I see you referred to الرجل مات as a nominal sentence, despite it having a verb. I read in (I believe) Karin Ryding's _Arabic: A Linguistic Introduction_ that there are two schools of thought on this nominal/verbal sentence dichotomy, yet unfortunately they both use the same terminology. One school is that of the Arab grammarians, who define a sentence that begins with a noun as a nominal sentence, and one that begins with a verb as a verbal sentence. Then there is the school that calls equational sentences lacking a verb as nominal, and every other sentence with a verb, regardless of its position, a verbal sentence. So I take it you're in the former school of thought, then, defining sentences based on the first word in it (I guess ignoring particles)?


----------



## cherine

This is off-topic, so if you need to take if further, please open a new thread. But I just wanted to say that in Arabic, a sentence begining with a noun is جملة اسمية and one begining with a verb is a جملة فعلية, so الرجل مات is a جملة اسمية (nominal sentence). At least this is what we're taught in schools.

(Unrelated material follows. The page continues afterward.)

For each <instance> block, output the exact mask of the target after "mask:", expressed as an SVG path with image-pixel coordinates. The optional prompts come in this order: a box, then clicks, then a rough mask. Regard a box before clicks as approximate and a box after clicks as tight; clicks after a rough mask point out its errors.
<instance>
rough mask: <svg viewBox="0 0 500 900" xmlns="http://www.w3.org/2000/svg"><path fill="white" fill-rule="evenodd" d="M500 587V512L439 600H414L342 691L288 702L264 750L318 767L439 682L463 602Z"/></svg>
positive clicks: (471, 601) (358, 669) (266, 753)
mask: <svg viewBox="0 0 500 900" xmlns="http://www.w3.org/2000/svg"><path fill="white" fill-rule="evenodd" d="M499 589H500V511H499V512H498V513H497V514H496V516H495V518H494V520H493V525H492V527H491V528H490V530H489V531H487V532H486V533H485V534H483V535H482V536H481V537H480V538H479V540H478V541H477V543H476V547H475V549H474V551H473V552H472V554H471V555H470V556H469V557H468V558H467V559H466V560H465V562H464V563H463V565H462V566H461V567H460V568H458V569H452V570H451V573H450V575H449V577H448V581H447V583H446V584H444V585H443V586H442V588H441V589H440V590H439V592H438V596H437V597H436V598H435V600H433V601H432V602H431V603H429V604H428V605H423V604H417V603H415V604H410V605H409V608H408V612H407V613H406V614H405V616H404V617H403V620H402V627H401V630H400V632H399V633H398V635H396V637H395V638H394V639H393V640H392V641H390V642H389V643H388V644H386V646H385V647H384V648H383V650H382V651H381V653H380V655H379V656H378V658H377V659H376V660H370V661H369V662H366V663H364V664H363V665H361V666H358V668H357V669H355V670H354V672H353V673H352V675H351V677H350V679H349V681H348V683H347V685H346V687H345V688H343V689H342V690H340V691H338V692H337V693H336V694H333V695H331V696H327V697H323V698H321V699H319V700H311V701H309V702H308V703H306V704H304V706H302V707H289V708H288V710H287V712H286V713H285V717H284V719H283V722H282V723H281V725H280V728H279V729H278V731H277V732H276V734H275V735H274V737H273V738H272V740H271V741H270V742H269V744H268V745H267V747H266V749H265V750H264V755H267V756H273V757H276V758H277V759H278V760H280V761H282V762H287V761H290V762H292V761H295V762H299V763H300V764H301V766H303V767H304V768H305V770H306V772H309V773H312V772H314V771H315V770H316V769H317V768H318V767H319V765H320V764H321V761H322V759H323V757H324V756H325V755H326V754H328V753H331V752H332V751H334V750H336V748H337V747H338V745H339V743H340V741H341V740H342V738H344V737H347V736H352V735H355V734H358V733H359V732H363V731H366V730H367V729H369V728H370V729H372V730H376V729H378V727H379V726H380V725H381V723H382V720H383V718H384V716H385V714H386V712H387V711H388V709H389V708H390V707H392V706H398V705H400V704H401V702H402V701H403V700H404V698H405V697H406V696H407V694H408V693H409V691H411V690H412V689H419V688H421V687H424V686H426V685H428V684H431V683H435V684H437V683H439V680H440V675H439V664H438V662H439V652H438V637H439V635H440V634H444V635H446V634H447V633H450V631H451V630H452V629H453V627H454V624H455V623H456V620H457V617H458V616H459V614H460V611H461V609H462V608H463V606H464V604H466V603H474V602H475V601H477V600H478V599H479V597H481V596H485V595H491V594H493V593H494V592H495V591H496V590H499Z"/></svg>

As for the sentence, هذا الرجل الذي كان يقرأ مات I think the only incorrect choice here is هذا because  it indicates proximity, so it's better to go for ذلك or ذاك. Other than that, I don't think it's wrong to use an اسم إشارة at the begining of the sentence. But yes, it is not strictly necessary.


----------



## Mahaodeh

Calvary Scars II/Aux. Out said:


> So I take it you're in the former school of thought


I don't follow a specific school of thought, I just follow what we were taught in school: a nominal sentence is one that is composed of مبتدأ وخبر or any similar one (such as a sentence composed of إنّ وأخواتها or كان وأخواتها), a verbal sentence is one that is composed of a verb and subject (object depends on type of verb, obviously) is a verbal sentence. An overall sentence can be composed of more than one embedded sentence, but you name the overall based on the frame, and the embedded sentence based on what they are.

Hence الرجل مات is nominal because the frame is composed of مبتدأ وخبر, however, the خبر that should be a noun is composed of a verbal sentence مات (which is a complete sentence in itself because the subject is an omitted pronoun) that replaces a hypothetical noun ميّت; hence the verbal sentence is embedded within the nominal sentence that in theory does not have a verb الرجل ميّت.

I have no idea what different schools of thought say, but this is what we learnt at secondary school.



Calvary Scars II/Aux. Out said:


> I guess ignoring particles



Oh no, not really. I suppose it depends on the sentence but most particles are semi-sentences شبه جملة that act as مبتدأ or خبر hence a nominal sentence, in rare cases a حال أو صفة أو ظرف in a verbal sentence (example: في الصباح خرجتُ is verbal because في الصباح is شبه جملة في محل نصب ظرف زمان and the sentence is originally or hypothetically خرجتُ صباحا).


----------



## zj73

If these are all relative pronouns what is the difference between them and ما and من?

قرأتُ ما كتبته
قرأتُ الذي كتبته 
I read what she wrote.


----------



## Mahaodeh

ما and من are مبهمة, which obscure or ambiguous. الذي refers to someone or something specific.

In some contexts it doesn’t make much difference but in others it does.


----------



## Ali Smith

But both قَرَأْتُ ما كَتَبَتْهُ and قَرَأْتُ الَّذِيْ كَتَبَتْهُ mean "I read what she wrote.", don't they? There doesn't seem to be a difference between them.


----------



## Mahaodeh

In _this_ context there is no or negligible difference.


----------